The law punishes work. It is relentless, high risk, and extremely competitive. Add to that nasty cocktail that disposition attorneys focus on “getting it right” to earn the rewards of social approval. That’s great, except it doesn’t work in the long run. It does not work more than 40 years. It may not even work for four years. High blood pressure, lack of exercise, poor diet, and exhaustion can quickly turn a middle-aged man into an intensive care patient. Large law firms especially demand long hours that turn into weeks and months of incessant hours. Family meals, family events, time with the kids, getting away from it all with your spouse – these good intentions pile up in the trash of lost memories forever.
The 2016 Hazelden Betty Ford Foundation report recounts the victims. Of the responses from 12,825 attorneys in 19 states, the results indicated that about 28 percent struggle with depression, with 19 percent admitting to disabling anxiety. But of the 12,825 responses, 75 percent completely skipped the questions about drug use. Lawyers are likely to be afraid to admit their dependency for fear of losing clients and possibly their licenses. That secret only makes matters worse as they cling to the illusion that they are still in control. After all, attorneys are “take over” personalities. They are reluctant to admit that they are addicted and need a 12-step program and rehab.
According to Seattle-based psychologist Andy Benjamin, JD, Ph.D., law schools transform personalities into status-driven, often hostile adversaries who develop analytical skills and suffer stunted emotions. The artistic or playful side of law students is shrunken and disfigured by experience. Professional work after law school reinforces the dehumanizing process. The desire to serve the public good is overwhelmed by the hanging carrot of prestige and large amounts of money. The good news is that the student population is getting smart and law school applications are dropping as students realize that high enrollment doesn’t deliver the promised rewards.
The national epidemic of prescription opioid abuse leading to heroin addiction has hit the legal profession hard. Lawyers’ drive to succeed leads them to be functional addicts until the binge catches up with them. The “production at all costs” mentality of large companies can cause their colleagues to ignore the red flags as long as the addict continues to reach their quota of billable hours.
My law school meeting featured a slideshow on a large upper screen. One slide listed at least 40 dead comrades as “In Memoriam”. When my eye caught the slide for the few seconds it was displayed, I was shocked by the numbers, roughly 1 in 7 of the total population in our class. Most of us are in our sixties. As I looked around, I saw the hunched back, the rounded shoulders, the deep creases around the eyes and cheeks, the overweight or underweight physique, the bald or gray hair, and most tellingly, the uncomfortable effort to connect. With a time and a place where we were left behind so long ago.
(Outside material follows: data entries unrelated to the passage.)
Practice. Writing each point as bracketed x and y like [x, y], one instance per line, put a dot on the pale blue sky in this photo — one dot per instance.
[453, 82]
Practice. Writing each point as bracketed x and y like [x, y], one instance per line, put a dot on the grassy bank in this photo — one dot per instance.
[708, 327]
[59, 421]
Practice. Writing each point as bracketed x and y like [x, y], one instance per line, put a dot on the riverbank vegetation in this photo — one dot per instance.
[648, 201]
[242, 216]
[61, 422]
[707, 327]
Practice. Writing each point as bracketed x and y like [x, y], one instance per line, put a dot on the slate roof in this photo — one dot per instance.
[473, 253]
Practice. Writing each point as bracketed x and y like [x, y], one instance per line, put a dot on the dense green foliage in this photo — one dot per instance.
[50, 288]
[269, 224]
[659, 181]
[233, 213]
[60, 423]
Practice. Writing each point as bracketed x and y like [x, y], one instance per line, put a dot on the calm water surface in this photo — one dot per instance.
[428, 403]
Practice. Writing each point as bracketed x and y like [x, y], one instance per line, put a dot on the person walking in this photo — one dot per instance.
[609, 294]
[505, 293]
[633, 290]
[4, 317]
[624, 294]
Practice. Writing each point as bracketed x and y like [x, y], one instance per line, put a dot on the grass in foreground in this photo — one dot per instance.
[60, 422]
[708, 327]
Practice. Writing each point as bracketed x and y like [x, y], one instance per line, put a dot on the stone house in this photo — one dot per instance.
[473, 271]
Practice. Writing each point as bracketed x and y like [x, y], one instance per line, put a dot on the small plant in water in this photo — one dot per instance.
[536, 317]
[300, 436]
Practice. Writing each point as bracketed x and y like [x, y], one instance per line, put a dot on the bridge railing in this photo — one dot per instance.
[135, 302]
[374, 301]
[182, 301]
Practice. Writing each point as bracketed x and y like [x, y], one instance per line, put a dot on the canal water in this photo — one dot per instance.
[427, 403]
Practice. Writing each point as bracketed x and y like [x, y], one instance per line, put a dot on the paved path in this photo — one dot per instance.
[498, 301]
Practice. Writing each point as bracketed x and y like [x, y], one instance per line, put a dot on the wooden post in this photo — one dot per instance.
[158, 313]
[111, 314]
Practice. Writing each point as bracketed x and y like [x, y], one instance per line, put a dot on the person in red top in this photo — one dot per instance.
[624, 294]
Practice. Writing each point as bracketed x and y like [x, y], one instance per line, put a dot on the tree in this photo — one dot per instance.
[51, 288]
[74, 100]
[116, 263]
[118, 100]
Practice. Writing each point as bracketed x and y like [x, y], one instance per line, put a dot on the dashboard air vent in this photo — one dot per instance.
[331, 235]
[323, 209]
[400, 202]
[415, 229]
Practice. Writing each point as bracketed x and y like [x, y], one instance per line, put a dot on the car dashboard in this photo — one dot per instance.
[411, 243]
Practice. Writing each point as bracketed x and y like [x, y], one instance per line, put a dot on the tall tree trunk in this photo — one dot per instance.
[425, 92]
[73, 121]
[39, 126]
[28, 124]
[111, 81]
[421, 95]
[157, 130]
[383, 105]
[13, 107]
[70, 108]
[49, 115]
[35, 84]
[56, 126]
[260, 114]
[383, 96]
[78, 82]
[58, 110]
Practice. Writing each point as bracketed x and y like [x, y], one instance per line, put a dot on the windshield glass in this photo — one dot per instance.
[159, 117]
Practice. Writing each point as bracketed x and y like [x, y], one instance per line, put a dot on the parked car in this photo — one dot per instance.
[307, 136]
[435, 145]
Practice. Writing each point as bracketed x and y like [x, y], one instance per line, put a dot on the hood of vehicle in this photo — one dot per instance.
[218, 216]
And so, I saw myself and the law school of my past as for the first time 40 years later. I saw that I had been deceived by a subculture of promised power and prestige, but had paid the price of my soul. If I had survived 40 years, and if I had survived another ten, it would be because I kept unlearning the dehumanizing habits of law school and the practice of law. It would be because I woke up from the hypnotic trance of social status and money to claim the real meaning of being a lawyer: serving the cause of justice and social good. Corporations do not meet the expectations of shareholders with abstract ideals, nor do they pay lawyers to pursue such goals. There will always be personalities willing and able to promote shareholder value. But many great lawyers could make a living defining their legal practices for themselves if only they had the courage and imagination.